EDIT: Forgot to mention I was using this repo
I got it working by using the following SSD_mobilenet at https://github.com/tensorflow/models/blob/master/object_detection/samples/configs/ssd_mobilenet_v1_pets.config
Also found at: https://pythonprogramming.net/training-custom-objects-tensorflow-object-detection-api-tutorial/
Hope it helps someone! :)
@kcobrien : Can you please explain a bit , how did you made the training faster with GPU. The link "https://github.com/tensorflow/models/blob/master/object_detection/samples/configs/ssd_mobilenet_v1_pets.config" is not working for me.
@nitinpapadkar Try to get the ssd_mobilenet from this link instead: https://pythonprogramming.net/training-custom-objects-tensorflow-object-detection-api-tutorial/
I am using tensorflow 1.8 and CUDA 9.0 and I made sure to test that my GPU is responsive in tensorflow.
Also worth noting that when my model is training my CPU usage stays between 70-99% (I assume because I am loading images into the model) but it is clearly using my GPU to train and the PC no longer freezes.
I am not sure if there is still a bug with tensorflow 1.8 and cuda 9.0 but it seems that perhaps its more to do with model versions being used? I could be wrong though. Worth training with the model at the link above and seeing if that makes any difference :)
thanks @kcobrien . however it still not solve my problem. Checking now with more complex model
I have the same problem with a GTX 1070 tensorflow 1.10 and cuda 9.0
@wildpig22 @sheucm @moshebitan I have the same problem. Do you solve it?
Duplicate issue! i found an older issue here can we close this and continue the conversation there?
@Prakash19921206
There is no solution for this weird problem in your mentioned thread either.
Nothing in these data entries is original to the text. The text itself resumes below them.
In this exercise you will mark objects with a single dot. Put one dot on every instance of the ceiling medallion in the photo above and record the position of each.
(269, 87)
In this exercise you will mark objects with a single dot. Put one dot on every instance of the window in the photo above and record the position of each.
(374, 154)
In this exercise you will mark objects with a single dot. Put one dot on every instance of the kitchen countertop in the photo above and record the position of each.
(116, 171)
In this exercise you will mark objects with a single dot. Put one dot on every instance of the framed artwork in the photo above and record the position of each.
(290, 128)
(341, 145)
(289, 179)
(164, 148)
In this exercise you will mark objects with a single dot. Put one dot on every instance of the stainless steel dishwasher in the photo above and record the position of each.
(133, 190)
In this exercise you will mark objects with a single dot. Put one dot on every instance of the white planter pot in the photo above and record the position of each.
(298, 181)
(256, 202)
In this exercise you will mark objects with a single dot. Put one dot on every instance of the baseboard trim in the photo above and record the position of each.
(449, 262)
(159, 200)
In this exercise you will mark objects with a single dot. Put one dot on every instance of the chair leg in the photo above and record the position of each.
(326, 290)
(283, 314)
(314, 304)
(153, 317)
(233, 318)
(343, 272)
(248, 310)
Therefore it makes no difference.
I installed Ubuntu 18.04. its training there much faster!
same issue...
Hi,
I have installed the tensorflow-gpu 1.5 or 1.6.rc0 in accompany with Cuda-9.0 and CuDNN-7.0.5 When I start training using
train.py
, it detects the GPU, but it starts the training on the CPU and CPU load is 100%. The GPU memory gets filled and its core clocks increases but it does not show any consistent load on the cores.